SNHMFC14 : mean net salary per hour for feminin executive

SNHMHC14 : mean net salary per hour for masculin executive

Question 9

What is the relationship between Big500_Firms and Female Executive Salaries in Towns?

Solution:

The same with the previous solution, we start our query by selecting the appropriate columns to answer the question and these are firms.libgeo, salary.SNHMFC14 as FEM_exec, and firms.E14TS500 as Big500_Firms. Then we JOIN two datasets so that we can get the net salaries of women per firm and town. We add ORDER BY to sort the resulting data in descending order.

  SELECT firms.libgeo, salary.SNHMFC14 as FEM_exec, firms.E14TS500 as Big500_Firms
  FROM datasets.french_employment_base_etablissement_par_tranche_effectif firms
  JOIN datasets.french_employment_net_salary_per_town_categories salary
  ON firms.libgeo = salary.libgeo
  ORDER BY Big500_firms DESC

What is the relationship between Big500_Firms and Male Executive Salaries in Towns?

Solution:

We can answer the question by selecting the appropriate columns and these are firms.libgeo,salary.SNHMHC14 as MEN_exec, and firms.E14TS500 as Big500_Firms. Then we JOIN two datasets so that we can get the net salaries of men per firm and town. We add ORDER BY to sort the resulting data in descending order.

  SELECT firms.libgeo,salary.SNHMHC14 as MEN_exec, firms.E14TS500 as Big500_Firms
  FROM datasets.french_employment_base_etablissement_par_tranche_effectif firms
  JOIN datasets.french_employment_net_salary_per_town_categories salary
  ON firms.libgeo = salary.libgeo
  ORDER BY Big500_firms DESC

Note:

E14TS500 : number of firms with more than 500 employees in the town

Question 10

What is the relationship between Total_Firms and Female (18-50) Net Mean Salaries in Towns?

Solution:

Our query starts by selecting the appropriate columns to answer the question and these are firms.libgeo, salary.SNHMF2614 as fem_1850, and firms.e14tst as Total_Firms. Then we JOIN two datasets so that we can get the net salaries of women (aging 18 - 50) per firm and town.

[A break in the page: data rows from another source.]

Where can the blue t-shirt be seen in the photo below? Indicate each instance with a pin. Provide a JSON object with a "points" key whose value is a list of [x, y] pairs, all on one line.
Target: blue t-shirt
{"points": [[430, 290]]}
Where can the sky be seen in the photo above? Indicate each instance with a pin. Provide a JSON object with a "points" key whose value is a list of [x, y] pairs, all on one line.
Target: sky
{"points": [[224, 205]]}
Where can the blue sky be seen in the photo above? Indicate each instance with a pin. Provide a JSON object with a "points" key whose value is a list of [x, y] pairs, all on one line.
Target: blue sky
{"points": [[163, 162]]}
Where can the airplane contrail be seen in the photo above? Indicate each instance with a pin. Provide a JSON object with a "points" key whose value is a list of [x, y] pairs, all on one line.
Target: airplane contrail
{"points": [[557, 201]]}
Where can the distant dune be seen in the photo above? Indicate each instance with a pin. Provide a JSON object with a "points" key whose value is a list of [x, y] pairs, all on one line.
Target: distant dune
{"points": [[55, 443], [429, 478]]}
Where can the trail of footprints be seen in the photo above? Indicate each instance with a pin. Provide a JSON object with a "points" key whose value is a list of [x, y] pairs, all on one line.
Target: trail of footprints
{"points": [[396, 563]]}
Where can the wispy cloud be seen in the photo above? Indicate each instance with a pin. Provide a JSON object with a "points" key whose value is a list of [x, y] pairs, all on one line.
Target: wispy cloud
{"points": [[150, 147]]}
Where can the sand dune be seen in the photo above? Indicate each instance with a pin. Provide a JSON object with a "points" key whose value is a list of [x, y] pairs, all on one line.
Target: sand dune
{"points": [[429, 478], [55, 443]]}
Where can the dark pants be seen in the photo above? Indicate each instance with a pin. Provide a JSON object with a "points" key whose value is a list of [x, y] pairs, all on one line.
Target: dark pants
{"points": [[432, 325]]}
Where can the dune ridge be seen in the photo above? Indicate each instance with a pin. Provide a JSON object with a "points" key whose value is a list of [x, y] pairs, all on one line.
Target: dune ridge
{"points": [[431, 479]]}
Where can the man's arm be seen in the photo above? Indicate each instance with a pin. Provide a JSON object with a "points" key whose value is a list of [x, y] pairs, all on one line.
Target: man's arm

We add ORDER BY to sort the resulting data in descending order.

  SELECT firms.libgeo, salary.SNHMF2614 as fem_1850, firms.e14tst as Total_Firms
  FROM datasets.french_employment_base_etablissement_par_tranche_effectif firms
  JOIN datasets.french_employment_net_salary_per_town_categories salary
  ON firms.libgeo = salary.libgeo
  ORDER BY total_firms DESC

What is the relationship between Total_Firms and Male (18-50) Net Mean Salaries in Towns?

Solution:

We can solve the problem by selecting the appropriate columns and these are firms.libgeo, salary.SNHMH2614 as MEN_1850, and firms.e14tst as Total_Firms. Then we JOIN two datasets so that we can get the net salaries of men (aging 18 - 50) per firm and town. We add ORDER BY to sort the resulting data in descending order.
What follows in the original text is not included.